I shook my head, smearing peanut butter on my nearly black toast. “I don’t remember a banana man. One of the cops was Bradley Pine’s dad. I remember that.”
Vail groaned. “Bradley beat me up twice in high school. I hated that kid.”
I focused on my toast, unwilling to admit to Vail that I’d had a wild crush on Bradley Pine, the big football jock, in high school. I’d been obsessed with him, and he’d had no idea. He’d looked through me like glass. “Anyway, if there’s a police file, the Fell PD will give it to me to read.”
“Do police departments do that?” Vail asked, glancing at me for the first time.
I shrugged and took a bite of toast. “They will,” I said with my mouth full.
He nodded, as if this made perfect sense. “What’s in those woods behind the house?” he asked, changing the subject.
For a second, I scrounged in my brain for an answer. As a mother, you feel like you have to have an answer for every single question that’s asked of you, no matter how outrageous. Then I remembered that I wasn’t a mother right this minute, and I didn’t have to know anything. “I have no idea,” I said.
Vail grunted. We’d never been the kind of kids who would wander the woods, exploring and playing imaginary games. Our dreary neighborhood didn’t exactly invite it. I loathed uncertainty, Vail would rather read books, and Dodie simply didn’t give a shit. She was one of the least curious people I knew.
So the tangled trees and brush that extended behind the house weren’t mapped terrain. We didn’t hang out back there, which had baffled the adults after Ben disappeared. They were all certain that he must have wandered in that direction, wanting to play, and met some kind of accident. I remembered being asked, over and over, where we usually went back there, if Ben might have gone to a spot he remembered. No one had believed me when I’d answered that as far as I knew, Ben had never been to the woods in his life.
“They searched, remember?” Vail said, following my train of thought. “Like he would have just gone into the trees by himself.”
“Stupid,” I agreed. The adults had all thought this was plausible because they didn’t know Ben. He didn’t go exploring because he was an Esmie. He was one of us. He preferred to be wherever we were.
Even if Ben had gone into the woods, which he hadn’t, what did they think had happened to him? Was there a cliff to fall over, a well to fall into? It wasn’t the Mojave Desert. There were no fairy-tale wolves. If a little boy wandered into the trees and got cold or scared, he could simply turn around and come home.
“I’m going to go back there today,” Vail said, looking out the window again. “I’m going to see what’s there.”
I nodded, popping the last of my toast into my mouth and washing it down with coffee. “Take Dodie with you.”
He gave me a glance that was both scathing and amused. “She’s asleep.”
“It wouldn’t kill her to get out of bed.”
A smirk crossed Vail’s lips, the big-brother kind of smirk that promised trouble for his little sister. “You know, I think I’ll do it, if only for the entertainment value.”
“I’ll bet it’s wet back there,” I said with some relish. “Muddy. Buggy. Somehow cold and sweaty at the same time.”
“Perfect,” Vail agreed. “Let us know how it goes with the police.”
“I will.”
“And let me know if Bradley Pine has been longing for you all this time and finally wants to marry you.”
I had a second of shock, then I dropped my coffee cup into the sink without bothering to wash it. “I hate you so much.”
“If I catch sight of him, I’ll break his fucking nose,” Vail said jovially. “It’ll be fun.”
I didn’t bother to answer.

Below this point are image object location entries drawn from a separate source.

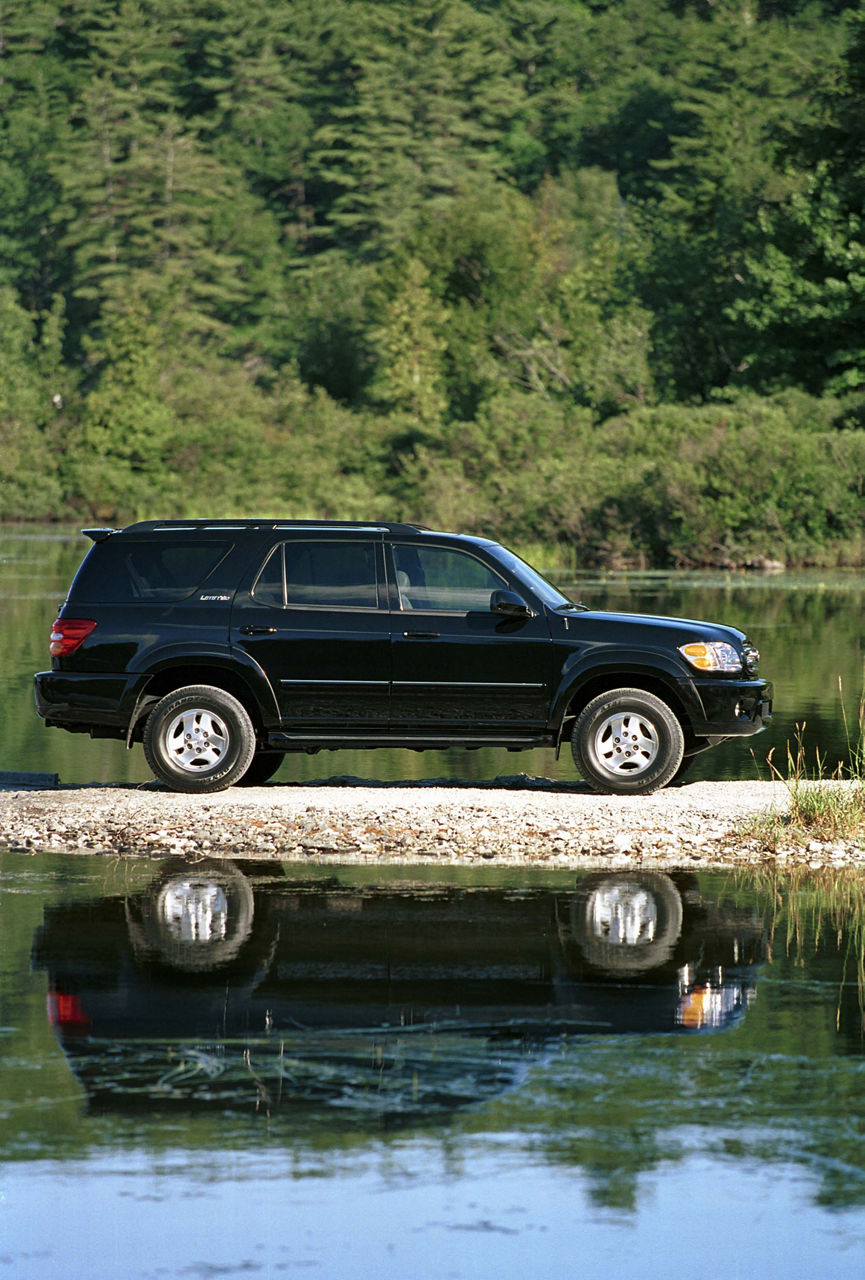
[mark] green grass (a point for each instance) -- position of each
(823, 805)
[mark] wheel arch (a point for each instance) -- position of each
(170, 677)
(575, 698)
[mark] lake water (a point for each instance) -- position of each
(808, 626)
(274, 1070)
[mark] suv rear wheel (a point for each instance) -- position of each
(627, 743)
(198, 739)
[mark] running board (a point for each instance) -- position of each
(413, 741)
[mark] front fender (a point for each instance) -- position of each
(662, 675)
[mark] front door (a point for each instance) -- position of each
(456, 664)
(314, 617)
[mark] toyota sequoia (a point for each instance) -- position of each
(220, 645)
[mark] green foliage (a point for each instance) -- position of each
(500, 264)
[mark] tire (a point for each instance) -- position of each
(627, 741)
(262, 768)
(198, 739)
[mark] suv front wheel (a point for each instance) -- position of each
(198, 739)
(627, 741)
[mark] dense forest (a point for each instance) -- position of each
(579, 274)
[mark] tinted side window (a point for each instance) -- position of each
(435, 577)
(320, 574)
(122, 572)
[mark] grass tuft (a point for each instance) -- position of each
(823, 805)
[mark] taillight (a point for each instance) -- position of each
(67, 634)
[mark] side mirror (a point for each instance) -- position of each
(509, 604)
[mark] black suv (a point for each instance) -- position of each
(223, 644)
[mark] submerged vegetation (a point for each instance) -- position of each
(584, 274)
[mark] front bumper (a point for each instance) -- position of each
(732, 708)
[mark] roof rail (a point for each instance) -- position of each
(389, 526)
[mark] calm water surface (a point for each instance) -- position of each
(269, 1070)
(808, 626)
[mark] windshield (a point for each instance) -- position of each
(549, 594)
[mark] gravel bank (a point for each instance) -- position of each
(509, 822)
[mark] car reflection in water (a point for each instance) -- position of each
(237, 987)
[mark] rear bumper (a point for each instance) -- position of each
(87, 702)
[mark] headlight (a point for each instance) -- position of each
(712, 656)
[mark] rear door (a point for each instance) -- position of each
(314, 616)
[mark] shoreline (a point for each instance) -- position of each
(509, 822)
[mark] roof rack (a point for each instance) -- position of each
(388, 526)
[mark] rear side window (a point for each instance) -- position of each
(320, 574)
(126, 572)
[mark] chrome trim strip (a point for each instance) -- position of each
(466, 684)
(341, 682)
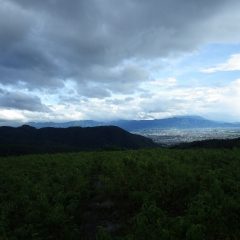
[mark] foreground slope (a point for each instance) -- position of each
(28, 139)
(122, 195)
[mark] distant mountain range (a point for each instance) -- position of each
(138, 125)
(27, 139)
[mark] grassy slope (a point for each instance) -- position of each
(143, 194)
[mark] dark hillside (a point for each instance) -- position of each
(28, 139)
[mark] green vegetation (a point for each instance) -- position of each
(162, 194)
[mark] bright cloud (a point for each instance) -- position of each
(232, 64)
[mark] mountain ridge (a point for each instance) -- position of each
(27, 139)
(189, 121)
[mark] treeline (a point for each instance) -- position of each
(140, 194)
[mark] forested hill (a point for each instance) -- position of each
(26, 139)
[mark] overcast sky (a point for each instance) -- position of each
(109, 59)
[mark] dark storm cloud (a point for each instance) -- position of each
(42, 43)
(17, 100)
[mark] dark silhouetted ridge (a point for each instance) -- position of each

I just banged out the door.
8
Violet
After so much time away, it only took minutes to feel like I had never left downtown Fell. Maybe the place truly hadn’t changed much, or maybe Fell would always be mapped out in my brain because I had dreamed of it so often over the years. I parked at the end of Sidewinder Street and walked, feeling the familiar cracked sidewalks beneath my feet, just like I had when I’d walked here as a teenager.
Fell wasn’t a remarkable town. It did not boast a lively downtown or a fun central hot spot. To walk through Fell was to take in low-rise rental apartments that had seen better days, thrift stores, corner video rental shops, secondhand record shops, and an abundance of laundromats. The Royal movie theater sold tickets for two dollars and rarely showed first-run movies. I passed a pawn shop, a bait-and-tackle shop—though Fell was not located on any body of water—and a hair salon with faded photos of old hairstyles taped to the windows.

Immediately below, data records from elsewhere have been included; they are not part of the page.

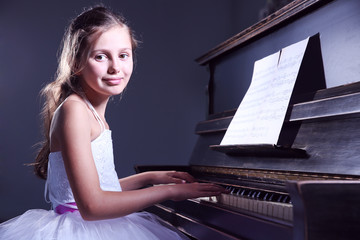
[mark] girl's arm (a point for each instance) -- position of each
(73, 130)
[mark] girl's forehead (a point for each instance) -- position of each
(114, 37)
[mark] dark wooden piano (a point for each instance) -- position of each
(273, 195)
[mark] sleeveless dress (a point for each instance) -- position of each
(66, 223)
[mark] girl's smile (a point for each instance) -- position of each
(110, 63)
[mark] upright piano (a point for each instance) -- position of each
(280, 193)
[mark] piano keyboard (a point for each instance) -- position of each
(271, 204)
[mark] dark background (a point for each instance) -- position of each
(155, 120)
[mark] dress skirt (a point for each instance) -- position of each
(41, 224)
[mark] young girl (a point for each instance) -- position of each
(88, 200)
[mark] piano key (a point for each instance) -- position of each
(263, 202)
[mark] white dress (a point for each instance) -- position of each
(42, 224)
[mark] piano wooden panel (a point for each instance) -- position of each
(277, 193)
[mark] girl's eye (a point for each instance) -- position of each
(124, 56)
(100, 57)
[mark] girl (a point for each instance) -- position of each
(88, 199)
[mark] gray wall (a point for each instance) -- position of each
(155, 120)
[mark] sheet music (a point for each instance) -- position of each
(260, 116)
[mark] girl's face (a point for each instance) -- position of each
(110, 63)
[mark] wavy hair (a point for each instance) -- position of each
(73, 54)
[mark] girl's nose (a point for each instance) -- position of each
(114, 68)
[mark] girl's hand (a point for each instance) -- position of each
(181, 192)
(166, 177)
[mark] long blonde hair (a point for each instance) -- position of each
(74, 52)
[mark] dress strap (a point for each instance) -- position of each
(102, 125)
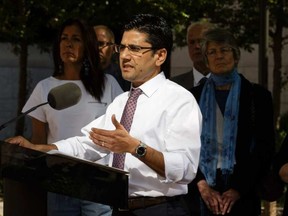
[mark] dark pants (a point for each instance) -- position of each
(171, 208)
(249, 205)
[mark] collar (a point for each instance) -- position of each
(149, 87)
(198, 76)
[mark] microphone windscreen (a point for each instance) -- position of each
(64, 96)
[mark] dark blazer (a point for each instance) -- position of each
(254, 147)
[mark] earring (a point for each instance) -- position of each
(86, 66)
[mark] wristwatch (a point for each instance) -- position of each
(141, 150)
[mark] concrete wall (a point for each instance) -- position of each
(40, 66)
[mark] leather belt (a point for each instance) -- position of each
(143, 202)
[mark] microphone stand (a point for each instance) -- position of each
(21, 115)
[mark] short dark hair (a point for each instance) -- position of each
(220, 36)
(159, 33)
(93, 79)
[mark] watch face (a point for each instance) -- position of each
(141, 150)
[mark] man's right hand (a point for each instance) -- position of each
(21, 141)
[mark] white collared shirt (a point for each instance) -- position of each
(168, 119)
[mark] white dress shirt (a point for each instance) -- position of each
(168, 119)
(68, 122)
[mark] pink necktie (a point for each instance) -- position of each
(126, 121)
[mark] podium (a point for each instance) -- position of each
(33, 173)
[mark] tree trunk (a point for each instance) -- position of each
(277, 56)
(22, 85)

I bought a newspaper in the magazine shop on the corner. I stared longingly at the cigarette display at the counter as I paid, but I resisted the impulse. Then, tucking my newspaper under my arm, Icrossed the street to Scooty’s Treats and bought myself a Creamsicle. Scooty’s was a special occasion when we were kids, mostly because with all the ice cream treats being kept behind the counter, we couldn’t steal them and had to actually buy them. That made it stand out. When Ben came along, we’d bought him Creamsicles whenever we had the money.
I wasn’t in a hurry to complete my errand. For the moment, Fell had sucked me back into its clutches like it always had, and it made me curious. Whatwasit about this town? Or was it me?